5G Security to Get Boost from E.U. Certification Scheme

The European Commission has requested that the European Union Agency for Cybersecurity (ENISA) develop an E.U.-wide cybersecurity certification scheme for 5G networks. The request leans on the Cybersecurity Act’s European Cybersecurity Certification Framework to allow the creation of market-driven E.U. certification schemes. The aim is two-fold: the first is to address the technical vulnerabilities of 5G networks, and the second is to harmonize all certification and best practice measures (for IT and cellular) under one scheme (e.g., reducing fragmentation between existing cyber certification schemes being one of the Cybersecurity Act’s mandates). ENISA will be expected to build on the E.U. Toolbox for 5G Security (published January 2020), and will look to involve the European Cybersecurity Certification Group (ECCG), the NIS Cooperation Group Work Stream, and its subgroup on 5G standardization and certification in the process.

The certification scheme will provide trust in the eventual rollout of enterprise applications in 5G, and in particular for Massive Machine-Type Communications (MMTC) and Ultra-Reliable Low-Latency Communications (URLLC). The efforts undertaken by the European Union to ensure trust in 5G will not just assuage national security concerns, but also boost enterprise adoption going forward.

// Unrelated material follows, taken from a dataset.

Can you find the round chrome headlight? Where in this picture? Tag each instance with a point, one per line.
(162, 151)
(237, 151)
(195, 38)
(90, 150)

In addition to the toolbox published last year, ENISA has released a number of supporting documents throughout the years that have aimed to cover issues related to 5G security. In December 2020, it published the ENISA Threat Landscape for 5G Networks Report (the fourth of its kind since 2016), and just recently (as of February 24, 2021), a detailed report on Controls in 3GPP Security Specifications (for 5G SA—Standalone), which builds upon the toolbox. In particular, the latter report provides guidance on how to implement security measures and controls appropriately from a mobile network operator and a supplier perspective. The document focuses on the 3GPP technical specification TS 33.5016, which is the central security technical specification for 5G network. Most important, the document references efforts by other groups as well, including ETSI, ITU-T, and IETF, among others, in order to ensure harmonization of efforts going forward. Next, ENISA plans to prepare a 5G Security Controls Matrix, which will be a one-stop-shop repository of security controls for 5G networks.

ABI Research expects 5G networks to have a positive impact on the cybersecurity industry over the next few years, with a forecasted global market of US$9 billion by 2025. Both security software and services will be in growing demand from enterprises looking to leverage trusted MMTC and URLLC applications. A security certification scheme for 5G will go a long way in marketing that trust in a relatable manner to enterprises. There will be opportunity for vendors and infrastructure providers to showcase certified product portfolios and architectures, as well as for the emergence of a lucrative service industry to provide the requisite services for its obtention.

To its credit, ENISA has taken a meticulous and extensive approach to informing on 5G security over the years, initially in 2016, with its first threat landscape report on the matter, and later in 2018, with research on signaling security vulnerabilities that will be inherited from 4G during the first hybrid rollouts (non-standalone 5G). Today, its latest report focused on 5G SA security tackles the next few years of 5G rollout. Now that the key critical security elements have been studied and presented, the certification scheme can build on that research concretely to provide the tools for market players to effectively prove they have achieved the requisite level of security and can be trusted to participate in the 5G market. There is little doubt that certification, much like regulation, provides an acceptable stamp of trust to end users, and will unlock business adoption in 5G applications (including for security market products in this space). Further, the reach and scope of an E.U. certification scheme makes it attractive from a global standpoint (much like the E.U.’s GDPR and the Common Criteria Recognition Agreement). As a gold standard of sorts, achieving certification will open doors to the lucrative 5G enterprise markets.